Professor Maaja Vadi (PhD), University of Tartu
Professor Emeritus Ene Kolbre (PhD), Tallinn University of Technology
Professor Hans Lind (PhD), Royal Institute of Technology, Sweden
Professor Enn Listra (PhD), Tallinn University of Technology
Despite of the remarkable amount of real estate assets owned by state, then dealing with real estate - its management, maintenance and other similar kind of activities - does not belong to the core functions of a state as an institution. Therefore, the government has to stand for the situation, where real estate activities burden the state institutions as less as possible and generating at the same time as less fiscal impact on state budget and government sector account as possible. Consequently, the aim of the dissertation was to elaborate on public sector real estate asset management models and evaluate their fiscal impact, in order to help the government to find the best possible practical solution in the filed of state real estate assets management. The term "model" refers to a set of qualitative parameters, taking account the asset owner, the manager and the space user. Before the implementation of empirical analysis, a theoretical-methodological framework for public sector real estate asset management was elaborated, based on the literature of public sector real estate.
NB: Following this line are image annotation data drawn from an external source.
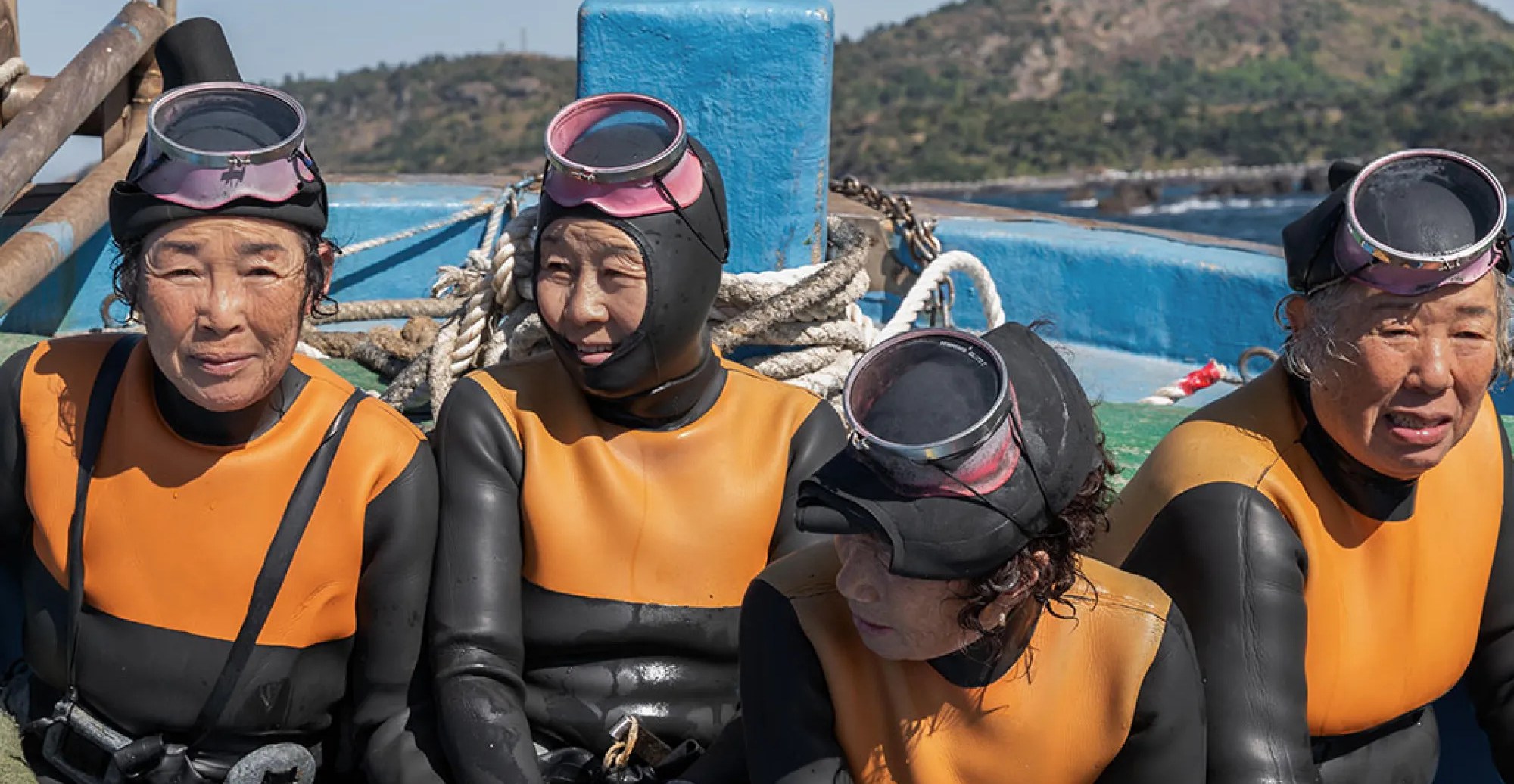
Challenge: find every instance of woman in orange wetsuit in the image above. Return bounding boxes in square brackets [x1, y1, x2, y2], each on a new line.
[1095, 150, 1514, 784]
[742, 324, 1205, 784]
[431, 95, 843, 784]
[0, 20, 441, 784]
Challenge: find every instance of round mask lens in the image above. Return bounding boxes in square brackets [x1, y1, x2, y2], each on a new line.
[843, 330, 1008, 460]
[148, 83, 304, 168]
[547, 94, 687, 183]
[1347, 150, 1508, 269]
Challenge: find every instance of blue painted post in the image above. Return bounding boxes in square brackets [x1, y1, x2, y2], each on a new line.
[578, 0, 834, 272]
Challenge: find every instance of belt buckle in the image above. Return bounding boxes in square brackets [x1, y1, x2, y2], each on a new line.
[226, 743, 316, 784]
[40, 699, 132, 784]
[606, 723, 672, 767]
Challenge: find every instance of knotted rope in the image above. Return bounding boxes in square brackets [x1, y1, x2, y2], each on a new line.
[301, 177, 1004, 416]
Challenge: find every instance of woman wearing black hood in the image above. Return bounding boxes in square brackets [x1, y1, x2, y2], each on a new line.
[431, 95, 843, 784]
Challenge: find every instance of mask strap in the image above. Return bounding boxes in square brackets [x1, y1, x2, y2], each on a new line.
[927, 413, 1052, 536]
[653, 174, 725, 263]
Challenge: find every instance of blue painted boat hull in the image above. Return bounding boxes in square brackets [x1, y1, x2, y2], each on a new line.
[0, 180, 1514, 784]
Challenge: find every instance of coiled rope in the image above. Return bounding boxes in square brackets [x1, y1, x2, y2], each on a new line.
[301, 177, 1004, 416]
[0, 58, 32, 91]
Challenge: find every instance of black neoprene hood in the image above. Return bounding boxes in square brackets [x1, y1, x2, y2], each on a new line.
[796, 324, 1102, 580]
[109, 18, 327, 247]
[531, 132, 730, 400]
[1282, 154, 1509, 294]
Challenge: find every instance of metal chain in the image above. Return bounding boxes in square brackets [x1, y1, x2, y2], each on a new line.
[831, 176, 942, 265]
[831, 176, 954, 327]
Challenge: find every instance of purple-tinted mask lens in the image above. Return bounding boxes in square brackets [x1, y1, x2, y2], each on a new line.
[1334, 150, 1508, 295]
[842, 330, 1019, 496]
[127, 82, 318, 209]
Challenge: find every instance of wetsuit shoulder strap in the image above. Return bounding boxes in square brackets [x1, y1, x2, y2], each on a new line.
[64, 334, 142, 699]
[189, 389, 366, 748]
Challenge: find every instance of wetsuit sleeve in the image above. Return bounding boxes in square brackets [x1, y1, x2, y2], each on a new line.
[1467, 427, 1514, 781]
[769, 403, 846, 560]
[1123, 483, 1320, 784]
[350, 442, 441, 784]
[430, 378, 542, 784]
[0, 347, 35, 552]
[740, 580, 852, 784]
[1099, 605, 1205, 784]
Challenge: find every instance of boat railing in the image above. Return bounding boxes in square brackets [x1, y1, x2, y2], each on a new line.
[0, 0, 177, 313]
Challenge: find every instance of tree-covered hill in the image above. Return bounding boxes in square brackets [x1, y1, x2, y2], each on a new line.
[283, 0, 1514, 182]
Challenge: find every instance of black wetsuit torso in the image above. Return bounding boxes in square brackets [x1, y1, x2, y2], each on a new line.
[431, 354, 845, 784]
[742, 543, 1205, 784]
[1095, 368, 1514, 784]
[0, 336, 439, 784]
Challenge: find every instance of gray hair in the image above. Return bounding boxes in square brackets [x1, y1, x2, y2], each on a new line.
[1276, 271, 1514, 381]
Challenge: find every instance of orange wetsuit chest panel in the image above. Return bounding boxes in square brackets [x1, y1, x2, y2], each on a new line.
[1111, 371, 1503, 736]
[763, 545, 1170, 784]
[21, 336, 421, 648]
[472, 356, 819, 607]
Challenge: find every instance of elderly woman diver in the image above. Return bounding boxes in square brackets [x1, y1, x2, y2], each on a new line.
[0, 20, 438, 784]
[431, 94, 845, 784]
[1095, 150, 1514, 784]
[742, 324, 1205, 784]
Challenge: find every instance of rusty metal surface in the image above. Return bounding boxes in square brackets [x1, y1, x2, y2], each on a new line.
[0, 0, 167, 212]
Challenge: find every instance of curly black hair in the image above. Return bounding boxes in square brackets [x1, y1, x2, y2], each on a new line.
[957, 433, 1119, 658]
[111, 227, 342, 316]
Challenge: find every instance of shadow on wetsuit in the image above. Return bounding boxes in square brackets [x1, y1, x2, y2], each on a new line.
[0, 336, 439, 782]
[742, 543, 1204, 784]
[430, 129, 845, 784]
[1095, 366, 1514, 784]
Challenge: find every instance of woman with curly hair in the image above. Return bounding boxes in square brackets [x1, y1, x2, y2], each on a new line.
[740, 324, 1205, 784]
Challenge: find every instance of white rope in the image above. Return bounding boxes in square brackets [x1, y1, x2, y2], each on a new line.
[338, 204, 494, 256]
[877, 250, 1004, 342]
[294, 341, 332, 360]
[344, 180, 1004, 415]
[0, 58, 32, 89]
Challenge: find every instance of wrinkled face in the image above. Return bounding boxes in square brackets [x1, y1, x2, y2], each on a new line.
[136, 216, 330, 412]
[536, 218, 646, 365]
[836, 534, 1008, 661]
[1288, 275, 1500, 480]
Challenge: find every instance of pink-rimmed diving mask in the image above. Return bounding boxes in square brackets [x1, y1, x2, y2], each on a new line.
[1334, 150, 1508, 295]
[127, 82, 319, 210]
[842, 330, 1020, 496]
[542, 92, 704, 218]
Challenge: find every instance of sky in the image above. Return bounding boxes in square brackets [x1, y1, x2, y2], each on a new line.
[18, 0, 1514, 179]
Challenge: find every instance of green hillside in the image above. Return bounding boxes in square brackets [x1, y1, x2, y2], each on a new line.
[283, 0, 1514, 182]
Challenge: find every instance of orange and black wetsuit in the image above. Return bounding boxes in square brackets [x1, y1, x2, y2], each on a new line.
[0, 336, 438, 782]
[1095, 366, 1514, 784]
[431, 353, 843, 784]
[742, 543, 1204, 784]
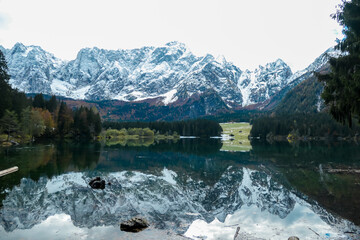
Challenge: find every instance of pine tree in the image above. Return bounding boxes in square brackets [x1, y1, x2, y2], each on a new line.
[0, 110, 19, 141]
[0, 50, 12, 118]
[318, 0, 360, 127]
[33, 93, 45, 108]
[57, 102, 74, 137]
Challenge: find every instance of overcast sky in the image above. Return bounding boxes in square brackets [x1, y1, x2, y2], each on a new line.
[0, 0, 341, 71]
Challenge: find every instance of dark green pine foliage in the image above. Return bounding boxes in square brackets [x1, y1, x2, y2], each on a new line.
[318, 0, 360, 126]
[275, 76, 323, 114]
[57, 102, 74, 137]
[33, 93, 45, 109]
[45, 95, 58, 113]
[73, 106, 101, 139]
[0, 50, 12, 118]
[0, 110, 19, 141]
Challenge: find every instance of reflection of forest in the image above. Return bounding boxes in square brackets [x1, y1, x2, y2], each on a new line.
[0, 142, 101, 205]
[0, 139, 360, 224]
[252, 142, 360, 225]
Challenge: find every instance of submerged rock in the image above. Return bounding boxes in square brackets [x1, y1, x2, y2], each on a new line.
[120, 217, 149, 232]
[89, 177, 105, 189]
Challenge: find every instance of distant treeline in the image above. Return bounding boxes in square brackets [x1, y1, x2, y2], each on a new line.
[103, 119, 222, 137]
[0, 90, 101, 140]
[204, 110, 265, 122]
[250, 113, 360, 139]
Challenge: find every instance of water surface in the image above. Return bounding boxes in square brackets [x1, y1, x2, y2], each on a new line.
[0, 139, 360, 239]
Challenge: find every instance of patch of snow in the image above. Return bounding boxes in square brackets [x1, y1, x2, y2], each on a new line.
[160, 89, 178, 105]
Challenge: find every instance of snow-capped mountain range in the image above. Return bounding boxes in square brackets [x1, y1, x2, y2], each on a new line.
[0, 42, 336, 107]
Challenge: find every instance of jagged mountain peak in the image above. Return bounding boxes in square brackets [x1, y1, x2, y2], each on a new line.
[0, 41, 338, 114]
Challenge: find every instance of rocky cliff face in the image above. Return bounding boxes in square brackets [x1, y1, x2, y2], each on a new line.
[1, 42, 292, 107]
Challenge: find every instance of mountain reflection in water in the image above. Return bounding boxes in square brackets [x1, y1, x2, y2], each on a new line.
[0, 139, 359, 239]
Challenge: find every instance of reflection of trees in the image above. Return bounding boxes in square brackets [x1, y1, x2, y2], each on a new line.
[251, 142, 360, 224]
[0, 142, 101, 205]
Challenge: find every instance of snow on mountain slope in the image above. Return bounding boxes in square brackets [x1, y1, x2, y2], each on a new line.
[2, 42, 292, 107]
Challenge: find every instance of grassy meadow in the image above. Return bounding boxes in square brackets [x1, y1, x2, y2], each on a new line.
[220, 122, 251, 152]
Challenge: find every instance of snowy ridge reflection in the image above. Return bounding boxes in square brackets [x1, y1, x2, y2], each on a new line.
[0, 167, 356, 239]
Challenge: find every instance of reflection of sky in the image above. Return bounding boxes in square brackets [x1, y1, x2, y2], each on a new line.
[185, 202, 342, 240]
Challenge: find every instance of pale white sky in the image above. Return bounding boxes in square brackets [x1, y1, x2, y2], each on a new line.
[0, 0, 341, 71]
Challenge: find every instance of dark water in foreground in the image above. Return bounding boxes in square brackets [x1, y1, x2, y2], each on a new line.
[0, 139, 360, 239]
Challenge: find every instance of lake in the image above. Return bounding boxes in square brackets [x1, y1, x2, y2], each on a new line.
[0, 139, 360, 240]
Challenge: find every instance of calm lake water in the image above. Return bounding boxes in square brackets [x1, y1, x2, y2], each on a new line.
[0, 139, 360, 239]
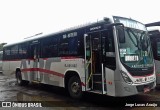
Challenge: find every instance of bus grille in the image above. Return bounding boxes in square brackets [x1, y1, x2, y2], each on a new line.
[136, 82, 154, 92]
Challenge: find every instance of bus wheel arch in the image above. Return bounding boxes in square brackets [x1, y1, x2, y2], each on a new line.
[15, 68, 29, 86]
[64, 71, 82, 99]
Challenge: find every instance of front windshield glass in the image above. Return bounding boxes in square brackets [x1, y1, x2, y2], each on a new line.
[117, 26, 153, 68]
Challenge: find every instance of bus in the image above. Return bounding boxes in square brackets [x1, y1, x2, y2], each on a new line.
[3, 16, 156, 98]
[148, 28, 160, 85]
[0, 51, 3, 73]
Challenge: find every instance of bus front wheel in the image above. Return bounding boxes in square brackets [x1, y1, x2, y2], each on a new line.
[68, 76, 82, 99]
[16, 71, 29, 86]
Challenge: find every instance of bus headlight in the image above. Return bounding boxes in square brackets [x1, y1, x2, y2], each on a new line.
[120, 70, 133, 84]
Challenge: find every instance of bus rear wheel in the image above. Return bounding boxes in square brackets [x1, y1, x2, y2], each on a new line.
[16, 71, 29, 86]
[68, 76, 82, 99]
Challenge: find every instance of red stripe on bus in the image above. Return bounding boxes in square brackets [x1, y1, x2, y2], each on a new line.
[21, 68, 86, 86]
[132, 74, 153, 78]
[22, 68, 64, 78]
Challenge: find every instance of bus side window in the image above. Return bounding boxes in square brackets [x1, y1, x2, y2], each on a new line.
[102, 30, 116, 70]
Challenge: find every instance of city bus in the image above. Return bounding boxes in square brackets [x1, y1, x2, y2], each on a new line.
[3, 16, 156, 98]
[148, 28, 160, 85]
[0, 51, 3, 73]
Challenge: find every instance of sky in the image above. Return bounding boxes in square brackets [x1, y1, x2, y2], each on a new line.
[0, 0, 160, 44]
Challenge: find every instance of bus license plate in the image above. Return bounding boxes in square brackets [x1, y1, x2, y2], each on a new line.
[144, 88, 150, 93]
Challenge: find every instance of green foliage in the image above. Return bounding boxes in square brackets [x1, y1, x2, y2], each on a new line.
[0, 43, 7, 51]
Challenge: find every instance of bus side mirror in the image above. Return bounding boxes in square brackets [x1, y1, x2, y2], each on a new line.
[117, 27, 126, 43]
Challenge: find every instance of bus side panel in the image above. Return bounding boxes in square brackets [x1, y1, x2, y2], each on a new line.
[105, 68, 115, 96]
[2, 61, 21, 75]
[0, 60, 2, 72]
[155, 60, 160, 85]
[2, 61, 11, 75]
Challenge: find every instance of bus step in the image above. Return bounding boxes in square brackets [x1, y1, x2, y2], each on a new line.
[93, 74, 102, 82]
[32, 80, 40, 83]
[89, 90, 102, 94]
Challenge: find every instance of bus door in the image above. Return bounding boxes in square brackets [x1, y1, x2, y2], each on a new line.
[84, 32, 104, 93]
[30, 43, 40, 82]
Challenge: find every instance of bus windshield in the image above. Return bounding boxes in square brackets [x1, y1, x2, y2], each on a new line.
[117, 27, 153, 68]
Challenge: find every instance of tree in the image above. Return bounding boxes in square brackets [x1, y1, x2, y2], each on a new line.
[0, 43, 7, 51]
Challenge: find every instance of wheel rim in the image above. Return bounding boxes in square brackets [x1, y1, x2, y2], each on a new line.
[71, 82, 80, 94]
[17, 74, 21, 84]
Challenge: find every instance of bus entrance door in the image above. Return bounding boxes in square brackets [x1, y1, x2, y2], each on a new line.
[84, 32, 105, 94]
[30, 43, 40, 82]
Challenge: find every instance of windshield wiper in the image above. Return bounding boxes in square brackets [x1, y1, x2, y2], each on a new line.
[126, 29, 137, 47]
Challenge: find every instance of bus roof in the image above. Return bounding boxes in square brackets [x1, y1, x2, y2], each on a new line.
[4, 17, 112, 47]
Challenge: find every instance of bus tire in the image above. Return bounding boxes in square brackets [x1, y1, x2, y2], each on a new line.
[68, 76, 82, 99]
[16, 71, 29, 86]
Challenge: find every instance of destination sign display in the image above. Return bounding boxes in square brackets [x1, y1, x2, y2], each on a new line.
[113, 16, 146, 31]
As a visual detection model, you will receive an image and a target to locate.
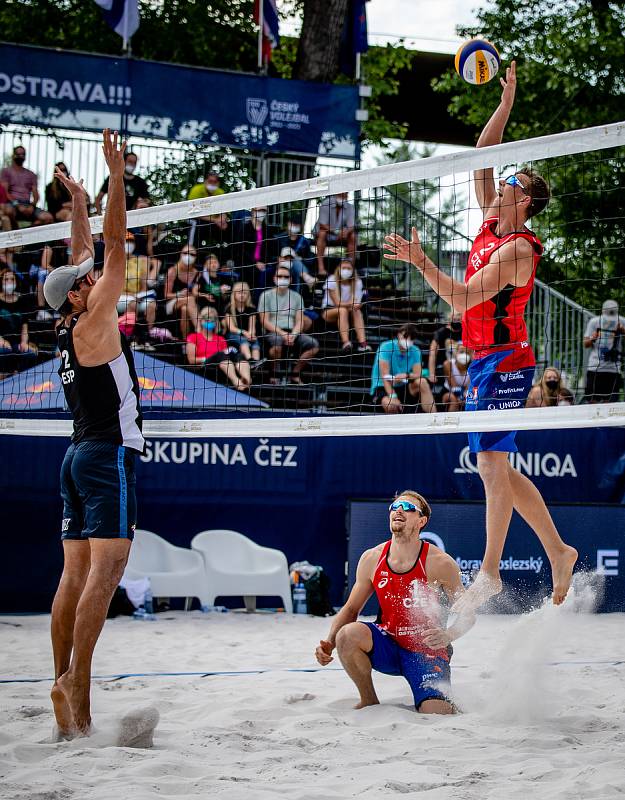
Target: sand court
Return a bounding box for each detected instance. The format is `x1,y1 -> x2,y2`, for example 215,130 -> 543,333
0,608 -> 625,800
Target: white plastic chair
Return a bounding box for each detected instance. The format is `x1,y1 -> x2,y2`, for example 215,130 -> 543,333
124,530 -> 212,611
191,530 -> 293,614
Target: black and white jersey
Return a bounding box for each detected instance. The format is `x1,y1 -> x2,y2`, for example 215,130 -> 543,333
56,314 -> 145,453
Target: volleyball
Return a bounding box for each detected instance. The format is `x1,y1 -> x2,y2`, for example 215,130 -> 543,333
455,39 -> 501,84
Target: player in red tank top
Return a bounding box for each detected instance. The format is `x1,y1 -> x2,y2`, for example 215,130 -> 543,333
315,491 -> 475,714
385,61 -> 577,612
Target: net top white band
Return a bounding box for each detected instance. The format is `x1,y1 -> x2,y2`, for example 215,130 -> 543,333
0,403 -> 625,439
0,122 -> 625,248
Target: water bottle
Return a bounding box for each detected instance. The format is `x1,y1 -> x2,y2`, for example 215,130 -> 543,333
293,580 -> 308,614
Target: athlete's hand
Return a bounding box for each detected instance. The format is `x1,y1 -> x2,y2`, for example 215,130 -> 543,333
54,168 -> 87,198
384,228 -> 425,268
102,128 -> 126,178
315,639 -> 334,667
499,61 -> 516,108
423,628 -> 451,650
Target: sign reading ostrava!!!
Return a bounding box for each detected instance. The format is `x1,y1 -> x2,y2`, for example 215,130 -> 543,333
0,44 -> 359,158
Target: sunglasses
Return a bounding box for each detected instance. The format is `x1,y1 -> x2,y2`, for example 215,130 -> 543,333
505,175 -> 529,194
388,500 -> 423,516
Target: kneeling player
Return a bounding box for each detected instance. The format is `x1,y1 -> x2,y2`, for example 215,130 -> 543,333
315,491 -> 475,714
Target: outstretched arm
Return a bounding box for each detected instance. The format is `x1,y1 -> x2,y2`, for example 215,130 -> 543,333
473,61 -> 516,219
384,228 -> 534,313
89,128 -> 126,311
54,169 -> 93,265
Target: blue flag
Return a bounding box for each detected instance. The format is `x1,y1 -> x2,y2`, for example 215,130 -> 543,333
339,0 -> 369,78
95,0 -> 139,47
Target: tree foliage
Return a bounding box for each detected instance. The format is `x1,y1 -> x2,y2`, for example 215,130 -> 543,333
435,0 -> 625,308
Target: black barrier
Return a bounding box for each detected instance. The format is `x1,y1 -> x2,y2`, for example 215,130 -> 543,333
347,500 -> 625,614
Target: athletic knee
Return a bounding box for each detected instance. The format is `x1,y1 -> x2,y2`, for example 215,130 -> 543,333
336,622 -> 371,655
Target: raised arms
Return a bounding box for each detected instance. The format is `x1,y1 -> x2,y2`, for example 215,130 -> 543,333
473,61 -> 516,219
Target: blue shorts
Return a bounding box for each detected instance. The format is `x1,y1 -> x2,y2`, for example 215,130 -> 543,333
464,350 -> 535,453
61,441 -> 137,540
362,622 -> 451,711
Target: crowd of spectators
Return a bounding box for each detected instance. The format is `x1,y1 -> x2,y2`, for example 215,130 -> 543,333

The result of the cash flow based multi-level quantitative fiscal impact analysis revealed that the evaluated fiscal impact on state budget and government sector account for all public sector real estate asset management models during the 30-year forecasting period was negative. Considering the result of fiscal impact analysis based on discounted cash flows on government sector account, from special-purpose asset models the least negative fiscal impact was generated by a model, where was assumed both centralized ownership and management of state real estate assets by a state-mediated agent. The result of the analysis of general-purpose asset models revealed the utmost importance of the size of market rents and their inner components together with their growth rates as an empirical input data used in the quantitative fiscal impact models.
The research elaborated on the dissertation showed for the first time that model-based asset management decision-making and also quantitative evaluation of fiscal impact on the level of public sector real estate is possible, but at the same time it is extremely complex activity.